La peur dans l’ascenseur
Il est plus de 10 heures du soir. Neslihan et son collègue Mustafa avancent dans les escaliers sans lumière d’un logement social. Ils descendent lentement, lampe-torche à la main. Des mégots de cigarettes et de joints jonchent le sol. Le contenu d’un sac volé est éparpillé. L’odeur d’urine est omniprésente. En bas, un matelas, une couverture et quelques vêtements témoignent de l’occupation récente des lieux.
Les gardiens de la paix sont souvent appelés pour réduire les nuisances liées à «l’occupation négative des communs» dans les logements sociaux. Et parfois, cela déraille. «L’autre jour, nous étions dans l’ascenseur avec deux collègues, raconte Mustafa. Le groupe de jeunes a frappé les portes de l’ascenseur pendant que nous y étions. Ils ont réussi à le bloquer. Il n’y avait pas de lumière. Quand il a redémarré, nous ne savions pas ce qui nous attendait. Il y avait des traces de sang par terre. On a fui et, franchement, nous avions peur.» En cas de danger, le gardien de la paix en charge du talkie-walkie lance le code d’alerte «Flash-Flash», pour prévenir les collègues. «Moi aussi j’ai eu le coup de l’ascenseur, ajoute Neslihan, j’ai eu très peur. Des collègues ont déjà été agressés physiquement.»
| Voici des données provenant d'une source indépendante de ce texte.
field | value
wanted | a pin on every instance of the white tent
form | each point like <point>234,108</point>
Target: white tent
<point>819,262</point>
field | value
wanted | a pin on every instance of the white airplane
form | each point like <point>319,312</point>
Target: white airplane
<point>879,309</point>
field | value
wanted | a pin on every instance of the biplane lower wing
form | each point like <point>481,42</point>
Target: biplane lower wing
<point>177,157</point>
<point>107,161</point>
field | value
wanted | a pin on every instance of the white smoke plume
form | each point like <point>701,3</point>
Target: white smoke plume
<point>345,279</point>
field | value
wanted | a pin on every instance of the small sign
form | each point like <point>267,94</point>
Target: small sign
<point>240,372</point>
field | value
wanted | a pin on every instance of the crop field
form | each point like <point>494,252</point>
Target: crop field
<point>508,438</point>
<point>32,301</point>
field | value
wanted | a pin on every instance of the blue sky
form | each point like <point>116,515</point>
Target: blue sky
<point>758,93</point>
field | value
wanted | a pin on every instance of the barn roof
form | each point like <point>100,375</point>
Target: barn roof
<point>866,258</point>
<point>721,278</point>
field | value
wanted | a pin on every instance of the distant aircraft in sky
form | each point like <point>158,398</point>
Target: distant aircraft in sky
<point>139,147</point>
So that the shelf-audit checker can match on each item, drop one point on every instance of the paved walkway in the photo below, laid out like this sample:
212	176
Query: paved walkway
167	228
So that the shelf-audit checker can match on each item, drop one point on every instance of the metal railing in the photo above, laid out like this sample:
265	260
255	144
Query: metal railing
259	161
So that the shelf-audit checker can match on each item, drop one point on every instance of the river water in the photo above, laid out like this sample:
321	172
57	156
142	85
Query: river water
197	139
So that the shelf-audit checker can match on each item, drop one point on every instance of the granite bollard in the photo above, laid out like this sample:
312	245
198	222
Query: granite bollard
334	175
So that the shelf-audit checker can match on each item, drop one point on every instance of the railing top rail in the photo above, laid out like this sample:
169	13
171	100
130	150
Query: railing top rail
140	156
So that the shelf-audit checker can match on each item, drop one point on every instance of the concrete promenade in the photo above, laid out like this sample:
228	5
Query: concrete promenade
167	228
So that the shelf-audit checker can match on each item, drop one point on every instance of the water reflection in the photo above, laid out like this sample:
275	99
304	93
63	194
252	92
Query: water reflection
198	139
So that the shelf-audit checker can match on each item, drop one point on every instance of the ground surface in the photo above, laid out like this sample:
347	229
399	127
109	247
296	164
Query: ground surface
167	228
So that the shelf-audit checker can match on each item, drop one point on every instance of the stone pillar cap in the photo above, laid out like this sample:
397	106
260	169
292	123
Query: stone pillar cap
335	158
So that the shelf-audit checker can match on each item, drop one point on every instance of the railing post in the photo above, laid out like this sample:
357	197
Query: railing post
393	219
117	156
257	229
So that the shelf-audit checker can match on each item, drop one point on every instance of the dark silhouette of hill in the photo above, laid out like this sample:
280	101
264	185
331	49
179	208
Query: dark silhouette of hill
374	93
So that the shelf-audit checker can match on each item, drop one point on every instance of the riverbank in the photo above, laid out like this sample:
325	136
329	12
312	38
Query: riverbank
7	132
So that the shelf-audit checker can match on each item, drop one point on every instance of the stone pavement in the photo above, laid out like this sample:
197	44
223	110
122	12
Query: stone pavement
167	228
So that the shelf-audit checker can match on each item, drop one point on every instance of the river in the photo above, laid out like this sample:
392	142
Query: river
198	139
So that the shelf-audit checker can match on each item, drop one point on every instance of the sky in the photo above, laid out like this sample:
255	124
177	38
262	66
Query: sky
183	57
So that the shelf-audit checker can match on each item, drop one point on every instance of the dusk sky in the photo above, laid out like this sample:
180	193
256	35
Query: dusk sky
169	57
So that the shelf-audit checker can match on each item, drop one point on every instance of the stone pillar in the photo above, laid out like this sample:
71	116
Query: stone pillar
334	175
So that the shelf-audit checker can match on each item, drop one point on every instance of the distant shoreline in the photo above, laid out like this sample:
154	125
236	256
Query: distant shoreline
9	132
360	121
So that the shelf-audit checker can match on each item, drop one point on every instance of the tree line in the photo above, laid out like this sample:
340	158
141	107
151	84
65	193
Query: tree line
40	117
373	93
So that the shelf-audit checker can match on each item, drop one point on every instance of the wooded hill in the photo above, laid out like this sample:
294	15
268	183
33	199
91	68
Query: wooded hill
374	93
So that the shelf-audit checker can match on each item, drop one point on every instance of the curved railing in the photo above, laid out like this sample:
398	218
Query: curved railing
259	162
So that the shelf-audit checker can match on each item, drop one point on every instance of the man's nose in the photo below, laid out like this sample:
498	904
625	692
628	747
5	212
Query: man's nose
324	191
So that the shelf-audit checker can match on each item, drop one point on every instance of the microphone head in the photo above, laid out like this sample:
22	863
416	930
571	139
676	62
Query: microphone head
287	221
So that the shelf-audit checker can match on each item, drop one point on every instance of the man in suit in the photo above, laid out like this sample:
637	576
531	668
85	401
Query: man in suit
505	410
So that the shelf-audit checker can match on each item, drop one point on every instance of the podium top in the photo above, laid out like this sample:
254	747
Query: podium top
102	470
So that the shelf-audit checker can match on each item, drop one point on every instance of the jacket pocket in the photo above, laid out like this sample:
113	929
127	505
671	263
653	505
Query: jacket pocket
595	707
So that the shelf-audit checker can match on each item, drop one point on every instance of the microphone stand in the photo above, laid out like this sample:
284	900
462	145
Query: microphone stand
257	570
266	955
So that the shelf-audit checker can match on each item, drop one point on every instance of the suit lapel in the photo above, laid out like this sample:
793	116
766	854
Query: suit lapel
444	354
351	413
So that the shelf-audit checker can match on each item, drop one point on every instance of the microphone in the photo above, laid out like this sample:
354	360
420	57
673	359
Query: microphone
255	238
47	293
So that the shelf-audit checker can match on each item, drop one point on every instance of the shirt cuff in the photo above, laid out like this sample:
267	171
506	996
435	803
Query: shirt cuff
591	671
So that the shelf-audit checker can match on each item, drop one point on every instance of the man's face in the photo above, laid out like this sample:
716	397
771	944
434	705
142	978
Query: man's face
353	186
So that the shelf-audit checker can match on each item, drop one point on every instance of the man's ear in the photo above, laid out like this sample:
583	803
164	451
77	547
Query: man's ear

«Nous avons aussi un travail de plus long terme, un travail d’accroche à faire avec des publics en difficulté.» Hamid El Mallahi, chef des cellules de nuit des gardiens de la paix
Dans certains logements sociaux, «le travail de long terme a payé, se remémore Michel Joris. Le fait que les gardiens de la paix aillent tous les jours au contact pour discuter, sensibiliser les groupes de jeunes, cela s’avère payant, malgré les insultes et les menaces quasi quotidiennes qui ont eu lieu», dit-il en montrant des barres d’immeubles dans le quartier Marolles.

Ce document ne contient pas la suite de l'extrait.